Personal information
- Full name: Graeme Thomas John
- Date of birth: 15 March 1943
- Date of death: 27 June 2023 (aged 80)
- Original team(s): East Perth
- Height: 188 cm (6 ft 2 in)
- Weight: 85 kg (187 lb)

Playing career^{1}
- Years: Club / Games (Goals)
- 1959–63: East Perth / 67 (47)
- 1964–69: South Melbourne / 77 (97)

Coaching career
- Years: Club / Games (W–L–D)
- 1973–75: South Melbourne / 66 (15–50–1)
- ^{1} Playing statistics correct to the end of 1975.

= Graeme John =

Australian rules footballer (1943–2023)

Graeme Thomas John (15 March 1943 – 27 June 2023) was an Australian businessman and rules footballer who was the managing director of Australia Post from 1993 to 2009. From 1990 he was Australia Post's Chief Manager of National Operations.
John was awarded the Officer of the Order of Australia (AO) in 2003, for service to business and to the community. He was also a recipient of the Centennial Medal and the Australian Sports Medal. He was a fellow of the Chartered Institute of Logistics and Transport and a member of the Australian Institute of Company Directors. He served as a board member of Aurizon, Racing Victoria and Seven West Media.
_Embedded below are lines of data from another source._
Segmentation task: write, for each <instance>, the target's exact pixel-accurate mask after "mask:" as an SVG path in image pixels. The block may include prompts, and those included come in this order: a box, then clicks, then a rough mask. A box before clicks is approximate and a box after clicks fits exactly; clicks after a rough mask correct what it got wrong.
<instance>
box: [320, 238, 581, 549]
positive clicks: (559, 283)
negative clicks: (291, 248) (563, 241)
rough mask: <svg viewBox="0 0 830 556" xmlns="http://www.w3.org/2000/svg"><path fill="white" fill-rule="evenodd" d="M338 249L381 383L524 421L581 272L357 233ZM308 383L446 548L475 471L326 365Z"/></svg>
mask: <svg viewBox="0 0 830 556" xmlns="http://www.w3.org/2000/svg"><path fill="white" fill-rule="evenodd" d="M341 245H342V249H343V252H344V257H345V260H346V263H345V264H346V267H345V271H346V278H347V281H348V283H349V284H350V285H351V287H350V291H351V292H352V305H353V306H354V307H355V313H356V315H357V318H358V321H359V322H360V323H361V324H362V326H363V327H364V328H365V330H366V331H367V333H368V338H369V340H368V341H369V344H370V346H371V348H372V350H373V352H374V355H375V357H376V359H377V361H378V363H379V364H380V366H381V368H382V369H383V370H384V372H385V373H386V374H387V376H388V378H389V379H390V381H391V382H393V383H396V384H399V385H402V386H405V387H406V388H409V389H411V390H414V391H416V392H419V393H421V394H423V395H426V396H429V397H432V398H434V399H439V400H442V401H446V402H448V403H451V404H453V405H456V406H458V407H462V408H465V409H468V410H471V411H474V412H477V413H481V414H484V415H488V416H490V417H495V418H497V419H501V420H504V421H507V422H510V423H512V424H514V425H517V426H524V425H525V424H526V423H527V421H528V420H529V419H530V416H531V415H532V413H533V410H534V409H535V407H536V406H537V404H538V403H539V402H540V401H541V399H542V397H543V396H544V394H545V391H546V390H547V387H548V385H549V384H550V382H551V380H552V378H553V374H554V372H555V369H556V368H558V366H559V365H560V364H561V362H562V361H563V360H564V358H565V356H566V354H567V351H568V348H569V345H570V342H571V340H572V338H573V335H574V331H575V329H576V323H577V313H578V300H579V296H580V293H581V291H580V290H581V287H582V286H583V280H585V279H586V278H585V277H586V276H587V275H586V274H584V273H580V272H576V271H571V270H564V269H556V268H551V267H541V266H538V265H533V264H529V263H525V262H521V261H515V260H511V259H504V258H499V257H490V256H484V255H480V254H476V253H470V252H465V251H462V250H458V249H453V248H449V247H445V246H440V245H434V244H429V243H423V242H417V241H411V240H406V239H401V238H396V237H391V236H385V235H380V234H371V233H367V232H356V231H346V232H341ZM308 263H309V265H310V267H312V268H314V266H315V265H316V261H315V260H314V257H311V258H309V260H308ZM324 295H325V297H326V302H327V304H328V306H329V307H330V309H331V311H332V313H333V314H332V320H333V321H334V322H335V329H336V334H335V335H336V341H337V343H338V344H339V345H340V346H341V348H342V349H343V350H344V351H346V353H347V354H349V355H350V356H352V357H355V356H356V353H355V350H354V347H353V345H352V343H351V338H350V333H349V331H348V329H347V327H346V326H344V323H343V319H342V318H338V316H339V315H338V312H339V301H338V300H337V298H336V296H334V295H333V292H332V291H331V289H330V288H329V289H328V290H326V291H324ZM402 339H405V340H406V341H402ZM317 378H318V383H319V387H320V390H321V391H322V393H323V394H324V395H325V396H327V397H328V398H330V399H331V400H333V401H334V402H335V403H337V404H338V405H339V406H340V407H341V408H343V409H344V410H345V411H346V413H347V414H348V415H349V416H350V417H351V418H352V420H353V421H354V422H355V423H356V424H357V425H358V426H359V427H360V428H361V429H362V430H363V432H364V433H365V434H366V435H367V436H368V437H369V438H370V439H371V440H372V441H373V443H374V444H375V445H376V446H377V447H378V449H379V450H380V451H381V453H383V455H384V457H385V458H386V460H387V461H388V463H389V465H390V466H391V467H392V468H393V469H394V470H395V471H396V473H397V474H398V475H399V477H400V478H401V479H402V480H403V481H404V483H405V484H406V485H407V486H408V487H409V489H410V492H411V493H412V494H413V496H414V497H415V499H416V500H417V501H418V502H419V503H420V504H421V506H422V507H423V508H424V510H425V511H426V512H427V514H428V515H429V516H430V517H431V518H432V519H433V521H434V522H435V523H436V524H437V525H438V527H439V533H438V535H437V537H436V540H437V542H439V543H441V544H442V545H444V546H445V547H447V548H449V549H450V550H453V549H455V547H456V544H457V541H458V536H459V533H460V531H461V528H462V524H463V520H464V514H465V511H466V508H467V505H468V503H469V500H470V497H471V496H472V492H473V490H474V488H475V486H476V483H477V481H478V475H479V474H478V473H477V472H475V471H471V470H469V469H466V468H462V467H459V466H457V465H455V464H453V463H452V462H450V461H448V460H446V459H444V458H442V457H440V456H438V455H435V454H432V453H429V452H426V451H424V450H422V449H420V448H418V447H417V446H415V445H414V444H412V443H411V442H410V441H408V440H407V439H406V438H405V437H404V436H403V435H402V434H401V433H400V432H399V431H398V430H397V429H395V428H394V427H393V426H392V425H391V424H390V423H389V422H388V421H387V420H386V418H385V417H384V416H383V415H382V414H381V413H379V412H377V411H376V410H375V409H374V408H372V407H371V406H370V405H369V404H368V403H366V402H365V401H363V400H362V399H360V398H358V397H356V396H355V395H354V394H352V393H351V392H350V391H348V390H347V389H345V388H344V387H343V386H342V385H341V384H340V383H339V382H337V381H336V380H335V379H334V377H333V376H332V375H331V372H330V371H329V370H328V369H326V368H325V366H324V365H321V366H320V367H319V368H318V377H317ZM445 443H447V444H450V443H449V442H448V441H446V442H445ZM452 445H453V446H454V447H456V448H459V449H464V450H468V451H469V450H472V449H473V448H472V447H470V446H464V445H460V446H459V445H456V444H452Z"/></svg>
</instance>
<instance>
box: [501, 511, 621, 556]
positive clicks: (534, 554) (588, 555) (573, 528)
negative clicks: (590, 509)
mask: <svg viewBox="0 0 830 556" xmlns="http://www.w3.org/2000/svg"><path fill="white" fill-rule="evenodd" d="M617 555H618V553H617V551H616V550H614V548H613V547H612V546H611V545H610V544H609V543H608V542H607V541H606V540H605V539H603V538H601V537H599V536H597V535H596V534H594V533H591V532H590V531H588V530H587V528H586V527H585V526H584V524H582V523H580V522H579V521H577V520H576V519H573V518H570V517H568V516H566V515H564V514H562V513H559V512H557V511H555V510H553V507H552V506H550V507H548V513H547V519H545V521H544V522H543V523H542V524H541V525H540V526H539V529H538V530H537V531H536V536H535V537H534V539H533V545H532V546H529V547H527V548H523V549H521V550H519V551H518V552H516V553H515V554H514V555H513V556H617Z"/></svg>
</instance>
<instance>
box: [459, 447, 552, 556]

John was a chairman of the board of the Kahala Posts Group, board member of the International Post Corporation (Netherlands), and vice-chairman of Sai Cheng Logistics International (China), a joint venture with China Post.

John played for, and later coached, the South Melbourne Football Club in the Victorian Football League. He played at centre-half-forward for both the Western Australian and Victorian state teams and gained selection in the All-Australian team in 1966. He was nominated for the Swans "Team of The Century". Off the field John also served as president of the South Melbourne Football Club and served as an Australian Football League commissioner until 2011.

Graeme John had three children; Rebecca, Andrea, and Gareth, a ruckman who played for the Sydney Swans. He died on 27 June 2023, at the age of 80.